Insurance Coverage and Premiums:
LPs have the option to purchase these insurance bonds, which provide coverage against potential IL. To obtain coverage, LPs pay a premium, which can be a one-time fee or periodic payments. Lp providers can choose to cash the bond to cover cost on IL, or if bond is unused can redeem bond as a value defined in smart contract.
Insurance Bond Pools
User may deposit osmosis token inside the pool to cover claims on the IL from users. A user must be staked inside the pool for a minimum of 14 days before rewards are paid to the user. Tokens may be locked for tier number of days. Like inside the Lps. Each pool will have an epoch of seven days (168 hours) where as the amount of premiums collected minus Insurance bond paid equals the reward distribution.
Reward distribution
Once an epoch has expired the total insurance bond paid is subtracted from the amount of premiums paid and is divided between users. An .02 fee is collected on every epoch to be staked inside the pool itself to be used in emergency situations of extreme volatility. (Controlled by governance)
Risk Assessment:
The platform assesses the risk associated with the liquidity pool in which the LP participates. The premium amount is determined based on the perceived risk of IL.
Coverage Period:
The insurance bond comes with a specific coverage period, which may vary based on the premium paid, amount in LP, or other factors. This period typically aligns with the LP's liquidity provision timeframe.
Compensation Mechanism:
If an LP experiences IL during the coverage period, they can make a claim on their insurance bond. The insurance pool, funded by premiums from multiple LPs and/or bonds created to fund is used to compensate the claimant. Coverage doesn't have to be 100 percent. A LP can chose an amount based on USD. Bond covers amount can vary.
Claim Verification:
Claims are subject to verification to ensure that IL has indeed occurred according to the predefined criteria. Once IL is greater than 50 percent of total LP staked a user can choose to claim the insurance bond.

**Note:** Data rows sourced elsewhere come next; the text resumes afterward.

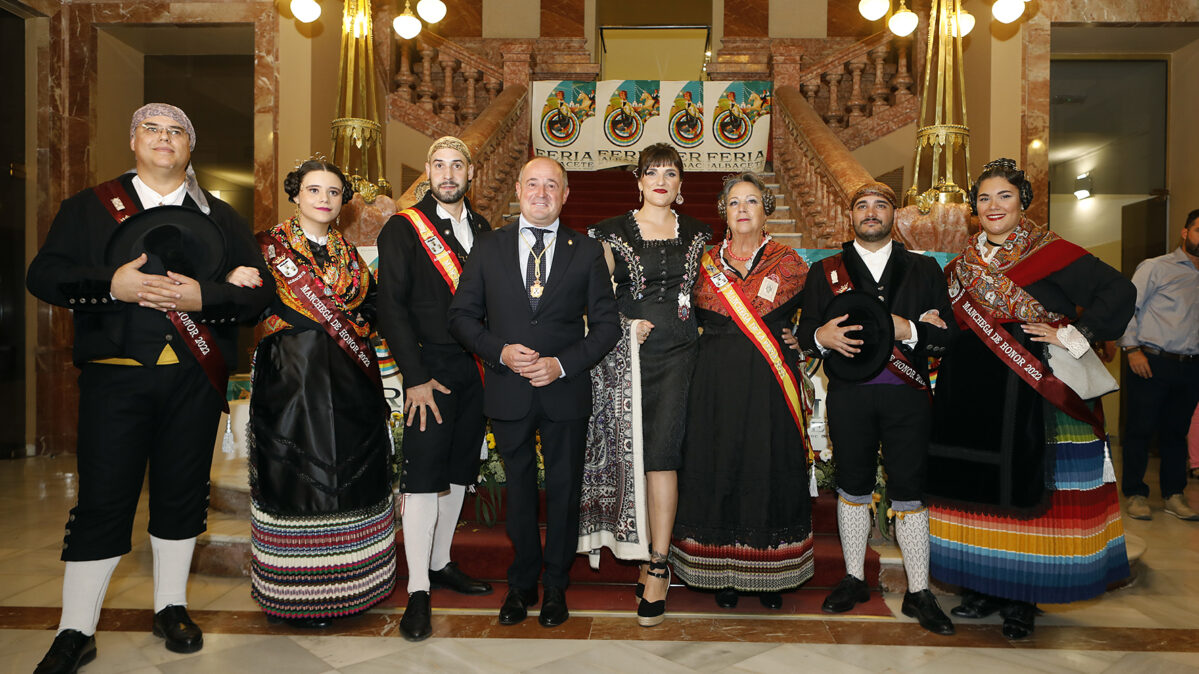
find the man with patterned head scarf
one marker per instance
(421, 253)
(154, 350)
(889, 405)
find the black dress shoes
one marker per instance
(727, 597)
(71, 649)
(977, 605)
(452, 578)
(772, 601)
(416, 625)
(848, 594)
(553, 608)
(516, 606)
(922, 606)
(174, 625)
(1018, 619)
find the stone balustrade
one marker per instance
(815, 168)
(499, 143)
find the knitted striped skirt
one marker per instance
(1071, 552)
(742, 567)
(325, 566)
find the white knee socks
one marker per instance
(84, 584)
(449, 510)
(854, 524)
(419, 521)
(172, 564)
(911, 533)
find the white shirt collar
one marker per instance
(445, 215)
(150, 198)
(552, 227)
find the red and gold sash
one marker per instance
(196, 336)
(898, 363)
(753, 328)
(444, 259)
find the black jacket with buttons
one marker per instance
(414, 298)
(911, 284)
(71, 271)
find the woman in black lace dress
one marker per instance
(654, 256)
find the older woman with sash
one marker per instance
(323, 537)
(745, 510)
(1024, 505)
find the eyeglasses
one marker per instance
(174, 132)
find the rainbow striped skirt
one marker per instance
(323, 566)
(1072, 551)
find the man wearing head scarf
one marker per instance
(154, 351)
(890, 408)
(421, 253)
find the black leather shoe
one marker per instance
(416, 625)
(71, 650)
(1018, 619)
(922, 606)
(977, 605)
(553, 608)
(452, 578)
(772, 601)
(727, 597)
(516, 606)
(176, 627)
(848, 594)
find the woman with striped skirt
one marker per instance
(323, 535)
(1023, 498)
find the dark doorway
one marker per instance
(12, 239)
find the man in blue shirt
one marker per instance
(1162, 349)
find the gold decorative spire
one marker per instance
(943, 130)
(357, 133)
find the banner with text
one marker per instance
(595, 125)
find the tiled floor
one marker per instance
(1150, 626)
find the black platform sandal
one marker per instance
(654, 613)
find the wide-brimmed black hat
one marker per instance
(175, 239)
(878, 334)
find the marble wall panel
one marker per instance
(562, 18)
(747, 18)
(464, 19)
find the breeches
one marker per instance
(863, 416)
(130, 417)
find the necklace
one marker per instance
(536, 289)
(736, 257)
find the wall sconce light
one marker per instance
(1007, 11)
(407, 25)
(903, 22)
(1084, 186)
(305, 11)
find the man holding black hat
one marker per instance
(155, 336)
(421, 253)
(874, 312)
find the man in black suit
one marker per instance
(892, 408)
(148, 393)
(520, 307)
(421, 251)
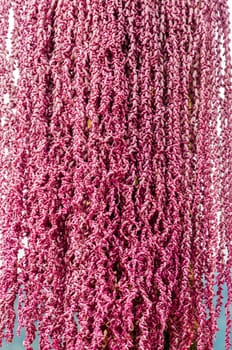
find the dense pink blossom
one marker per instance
(115, 173)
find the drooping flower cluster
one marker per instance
(115, 173)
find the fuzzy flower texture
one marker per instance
(115, 173)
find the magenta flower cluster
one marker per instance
(115, 173)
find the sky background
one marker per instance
(219, 341)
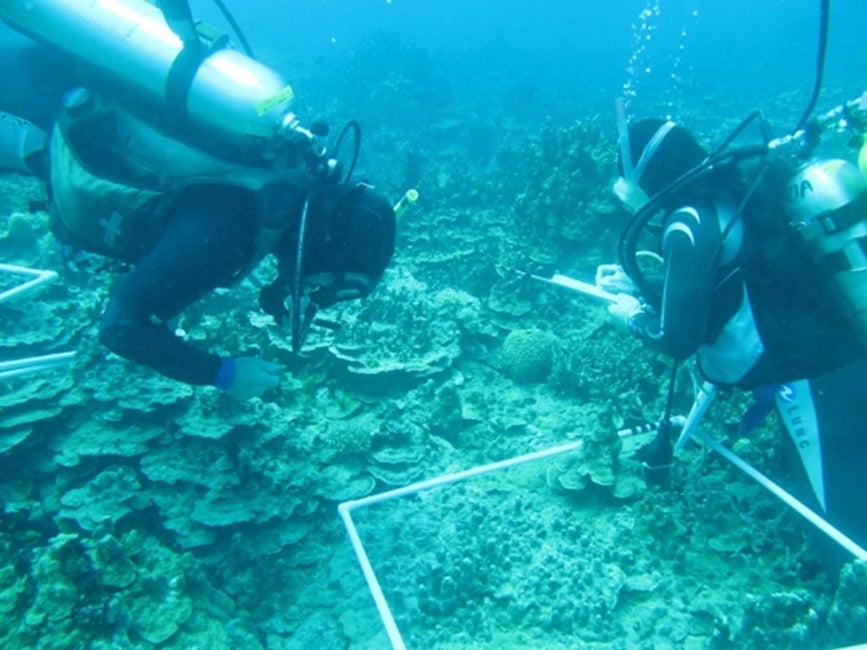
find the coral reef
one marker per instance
(141, 513)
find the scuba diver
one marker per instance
(764, 283)
(178, 155)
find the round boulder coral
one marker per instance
(527, 355)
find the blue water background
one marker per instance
(569, 59)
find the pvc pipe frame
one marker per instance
(345, 509)
(19, 367)
(39, 277)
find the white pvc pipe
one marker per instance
(19, 367)
(703, 399)
(784, 496)
(39, 277)
(346, 508)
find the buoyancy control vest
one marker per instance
(113, 178)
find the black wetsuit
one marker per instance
(208, 237)
(803, 335)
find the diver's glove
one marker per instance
(613, 279)
(624, 310)
(247, 377)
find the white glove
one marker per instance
(253, 377)
(624, 309)
(613, 279)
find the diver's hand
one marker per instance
(252, 378)
(625, 309)
(613, 279)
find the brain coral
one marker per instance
(527, 355)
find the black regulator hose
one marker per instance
(628, 242)
(820, 64)
(235, 28)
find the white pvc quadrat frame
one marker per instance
(37, 278)
(689, 424)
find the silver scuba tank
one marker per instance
(222, 93)
(827, 205)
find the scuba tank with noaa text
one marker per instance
(827, 206)
(210, 89)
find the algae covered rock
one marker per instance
(527, 355)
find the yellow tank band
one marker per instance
(285, 95)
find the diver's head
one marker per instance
(653, 154)
(348, 242)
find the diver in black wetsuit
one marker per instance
(738, 289)
(189, 222)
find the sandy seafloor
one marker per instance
(140, 513)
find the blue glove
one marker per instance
(247, 377)
(625, 309)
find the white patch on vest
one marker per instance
(736, 349)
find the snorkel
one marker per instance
(627, 187)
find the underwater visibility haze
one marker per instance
(141, 512)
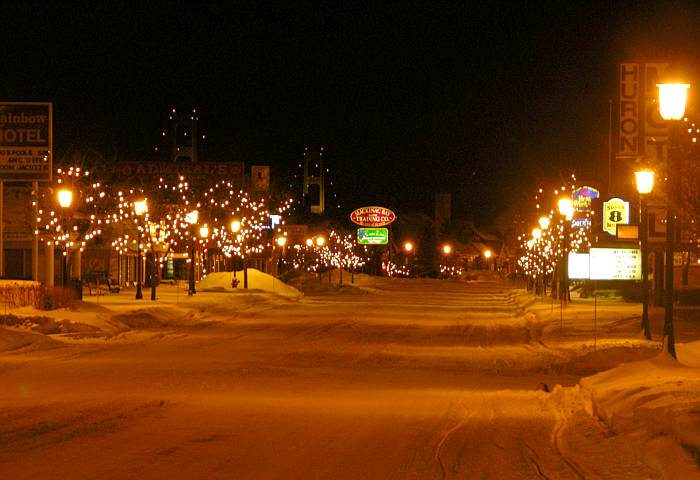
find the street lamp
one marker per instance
(191, 218)
(566, 209)
(645, 183)
(487, 255)
(672, 100)
(203, 234)
(140, 208)
(65, 199)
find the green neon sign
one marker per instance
(373, 236)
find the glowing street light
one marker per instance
(487, 255)
(566, 207)
(644, 180)
(645, 184)
(65, 198)
(672, 100)
(140, 208)
(192, 217)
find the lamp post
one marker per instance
(566, 209)
(487, 255)
(672, 100)
(140, 208)
(645, 183)
(65, 199)
(408, 249)
(203, 235)
(192, 218)
(281, 242)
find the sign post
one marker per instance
(373, 236)
(26, 148)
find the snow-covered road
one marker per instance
(403, 379)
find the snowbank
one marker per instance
(257, 280)
(657, 398)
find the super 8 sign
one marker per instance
(615, 211)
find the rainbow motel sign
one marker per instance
(26, 141)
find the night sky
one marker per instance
(482, 102)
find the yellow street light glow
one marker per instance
(192, 217)
(65, 198)
(672, 100)
(140, 207)
(645, 181)
(566, 207)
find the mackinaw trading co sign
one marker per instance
(372, 216)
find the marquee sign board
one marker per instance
(606, 264)
(26, 141)
(372, 216)
(615, 211)
(373, 236)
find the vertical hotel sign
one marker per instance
(26, 141)
(642, 132)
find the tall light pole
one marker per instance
(645, 183)
(487, 255)
(672, 100)
(203, 235)
(282, 243)
(140, 209)
(192, 218)
(65, 200)
(566, 209)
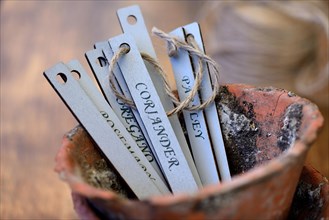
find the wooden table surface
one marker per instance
(34, 36)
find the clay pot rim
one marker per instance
(239, 182)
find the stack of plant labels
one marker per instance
(148, 149)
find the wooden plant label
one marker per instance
(108, 53)
(211, 113)
(132, 22)
(166, 145)
(194, 120)
(96, 121)
(123, 112)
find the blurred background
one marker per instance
(282, 44)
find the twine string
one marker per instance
(174, 45)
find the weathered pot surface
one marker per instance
(267, 134)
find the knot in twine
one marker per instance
(174, 44)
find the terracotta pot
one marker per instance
(267, 137)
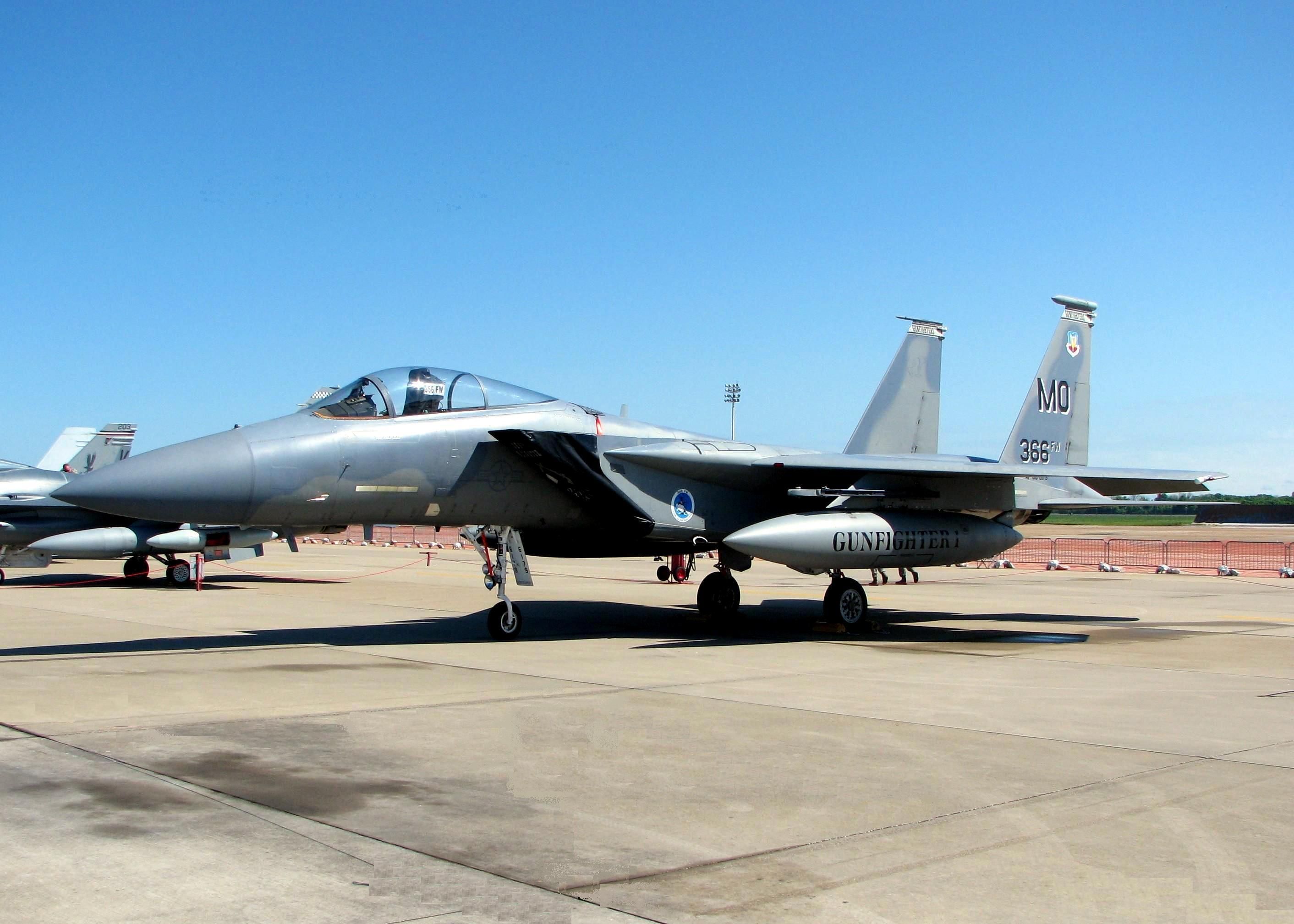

Compensation Distribution:
Once a claim is approved, the LP receives compensation in the form of additional assets or tokens, helping them recover some or all of their IL losses can send to osmosis address that sign the contract or deposited inside the LP and an new insurance bond can be created. If desired.
Benefits and Considerations:
Risk Mitigation: LPs can protect themselves from potential IL, reducing the fear of providing liquidity during volatile market conditions.
Incentivizing Liquidity Provision: The availability of insurance bonds may encourage more LPs to participate in liquidity provision, enhancing liquidity and depth in pools.
More use case for the native token osmosis. By creating an new pool for user to fund drives the desire to purchase more osmosis token to stake inside the insurance bond pools. Creating more use case.
Risk Pooling: The insurance pool, funded by LP premiums, spreads the risk across the LP community, making it more manageable for individual LPs.
Premium Costs: LPs should consider the cost of insurance premiums when evaluating their overall returns from liquidity provision.
This is a rough draft. Please feel free to comment and let me know if this is possible. Blue Collar Crypto is dedicated bringing use cases to crypto and want to help bring ideas to builder.